Molar mass of NH4HS = (1 * 14.01 g/mol) + (1 * 1.01 g/mol) + (1 * 32.07 g/mol) = 63.09 g/mol

Moles of NH4HS = mass / molar mass = 5.00 g / 63.09 g/mol

Now, let's assume x moles of NH4HS decompose. This means x moles of NH3 and H2S are formed.

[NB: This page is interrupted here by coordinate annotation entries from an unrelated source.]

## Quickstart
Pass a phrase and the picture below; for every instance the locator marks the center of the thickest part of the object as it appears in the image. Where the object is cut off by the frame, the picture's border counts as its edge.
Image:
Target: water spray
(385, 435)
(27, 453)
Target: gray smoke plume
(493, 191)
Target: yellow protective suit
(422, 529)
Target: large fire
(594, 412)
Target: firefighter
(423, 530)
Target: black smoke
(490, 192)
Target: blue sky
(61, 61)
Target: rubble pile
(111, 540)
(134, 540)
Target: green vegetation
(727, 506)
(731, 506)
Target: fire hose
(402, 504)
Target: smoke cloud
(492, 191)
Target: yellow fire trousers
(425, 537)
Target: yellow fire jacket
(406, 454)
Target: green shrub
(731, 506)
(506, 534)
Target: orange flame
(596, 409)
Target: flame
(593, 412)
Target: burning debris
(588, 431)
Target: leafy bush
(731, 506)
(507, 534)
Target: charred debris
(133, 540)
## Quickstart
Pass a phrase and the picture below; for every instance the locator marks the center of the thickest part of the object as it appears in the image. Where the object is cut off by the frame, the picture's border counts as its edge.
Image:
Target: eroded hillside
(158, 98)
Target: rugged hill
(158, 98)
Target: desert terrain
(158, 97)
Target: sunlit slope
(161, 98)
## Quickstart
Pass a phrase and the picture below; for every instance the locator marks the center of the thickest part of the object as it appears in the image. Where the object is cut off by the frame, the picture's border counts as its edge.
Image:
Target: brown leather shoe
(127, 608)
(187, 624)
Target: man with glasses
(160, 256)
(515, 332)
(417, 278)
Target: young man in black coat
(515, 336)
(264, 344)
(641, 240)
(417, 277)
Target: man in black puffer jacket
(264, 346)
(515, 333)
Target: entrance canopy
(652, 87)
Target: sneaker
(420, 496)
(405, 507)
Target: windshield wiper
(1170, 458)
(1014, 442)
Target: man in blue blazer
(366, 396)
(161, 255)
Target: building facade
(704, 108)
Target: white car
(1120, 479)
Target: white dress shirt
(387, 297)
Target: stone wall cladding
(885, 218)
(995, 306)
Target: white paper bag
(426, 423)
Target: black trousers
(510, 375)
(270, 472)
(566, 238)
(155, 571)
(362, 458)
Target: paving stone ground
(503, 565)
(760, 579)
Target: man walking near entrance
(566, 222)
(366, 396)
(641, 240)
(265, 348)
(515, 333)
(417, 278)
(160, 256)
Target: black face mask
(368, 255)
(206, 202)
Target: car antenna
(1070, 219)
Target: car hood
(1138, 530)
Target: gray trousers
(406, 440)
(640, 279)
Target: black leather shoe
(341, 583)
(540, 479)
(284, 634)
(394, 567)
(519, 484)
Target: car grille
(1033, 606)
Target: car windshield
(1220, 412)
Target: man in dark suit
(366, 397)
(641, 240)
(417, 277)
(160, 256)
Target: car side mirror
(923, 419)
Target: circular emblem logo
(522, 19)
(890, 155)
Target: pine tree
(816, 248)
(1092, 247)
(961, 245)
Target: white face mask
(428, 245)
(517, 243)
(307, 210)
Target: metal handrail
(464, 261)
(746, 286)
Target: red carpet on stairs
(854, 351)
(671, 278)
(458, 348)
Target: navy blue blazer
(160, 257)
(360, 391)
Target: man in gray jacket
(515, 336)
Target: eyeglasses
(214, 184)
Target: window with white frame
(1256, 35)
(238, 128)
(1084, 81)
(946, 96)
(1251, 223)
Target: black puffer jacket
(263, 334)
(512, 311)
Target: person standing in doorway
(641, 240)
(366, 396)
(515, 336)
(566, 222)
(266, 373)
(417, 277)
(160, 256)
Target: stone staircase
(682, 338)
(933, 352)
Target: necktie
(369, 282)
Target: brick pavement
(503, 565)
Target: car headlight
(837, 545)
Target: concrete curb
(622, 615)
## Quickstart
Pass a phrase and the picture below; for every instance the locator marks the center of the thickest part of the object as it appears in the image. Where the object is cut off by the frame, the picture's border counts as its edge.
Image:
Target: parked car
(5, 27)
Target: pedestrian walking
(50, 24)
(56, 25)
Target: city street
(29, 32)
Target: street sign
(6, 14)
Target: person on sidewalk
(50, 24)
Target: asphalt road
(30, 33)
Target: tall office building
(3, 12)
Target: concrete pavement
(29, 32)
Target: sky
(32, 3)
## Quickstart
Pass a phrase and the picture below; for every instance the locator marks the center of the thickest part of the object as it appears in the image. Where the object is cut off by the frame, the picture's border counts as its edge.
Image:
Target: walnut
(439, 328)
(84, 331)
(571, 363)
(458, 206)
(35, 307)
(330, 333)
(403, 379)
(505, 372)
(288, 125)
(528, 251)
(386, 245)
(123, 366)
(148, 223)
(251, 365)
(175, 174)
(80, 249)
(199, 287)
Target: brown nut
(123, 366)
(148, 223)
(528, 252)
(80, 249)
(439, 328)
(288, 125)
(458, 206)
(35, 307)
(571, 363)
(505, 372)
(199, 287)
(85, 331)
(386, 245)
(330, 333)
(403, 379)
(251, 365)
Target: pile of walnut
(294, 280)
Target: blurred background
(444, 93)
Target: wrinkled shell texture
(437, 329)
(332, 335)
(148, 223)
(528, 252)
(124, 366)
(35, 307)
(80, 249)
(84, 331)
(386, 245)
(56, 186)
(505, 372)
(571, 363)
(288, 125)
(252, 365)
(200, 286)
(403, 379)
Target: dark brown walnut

Since the initial moles of NH4HS are known (from the mass given), the equilibrium concentrations of NH3 and H2S can be expressed using the given volume of the flask (3.0 L):

[NH3] = x moles / 3.0 L
[H2S] = x moles / 3.0 L

To find x, we can use the equation for Kc:

Kc = [NH3] * [H2S] / [NH4HS]
1.8 x 10^-4 = (x / 3.0) * (x / 3.0) / (5.00 / 63.09)

Simplifying the equation gives:

(x^2) / 9.0 = (1.8 x 10^-4) * (5.00 / 63.09)

Solving for x, we find:

x^2 = (9.0) * (1.8 x 10^-4) * (5.00 / 63.09)
x = √((9.0) * (1.8 x 10^-4) * (5.00 / 63.09))

Once we have the value of x, we can substitute it back into [NH3] and [H2S]:

[NH3] = x moles / 3.0 L
[H2S] = x moles / 3.0 L

b. To find the equilibrium concentrations when 10.0 grams of the pure salt decompose in the sealed flask, the process is similar. Follow the same steps as in part a, using the new value of initial moles of NH4HS (calculated from the new mass given) and solve for x. Finally, substitute x into [NH3] and [H2S] expressions to find the equilibrium concentrations.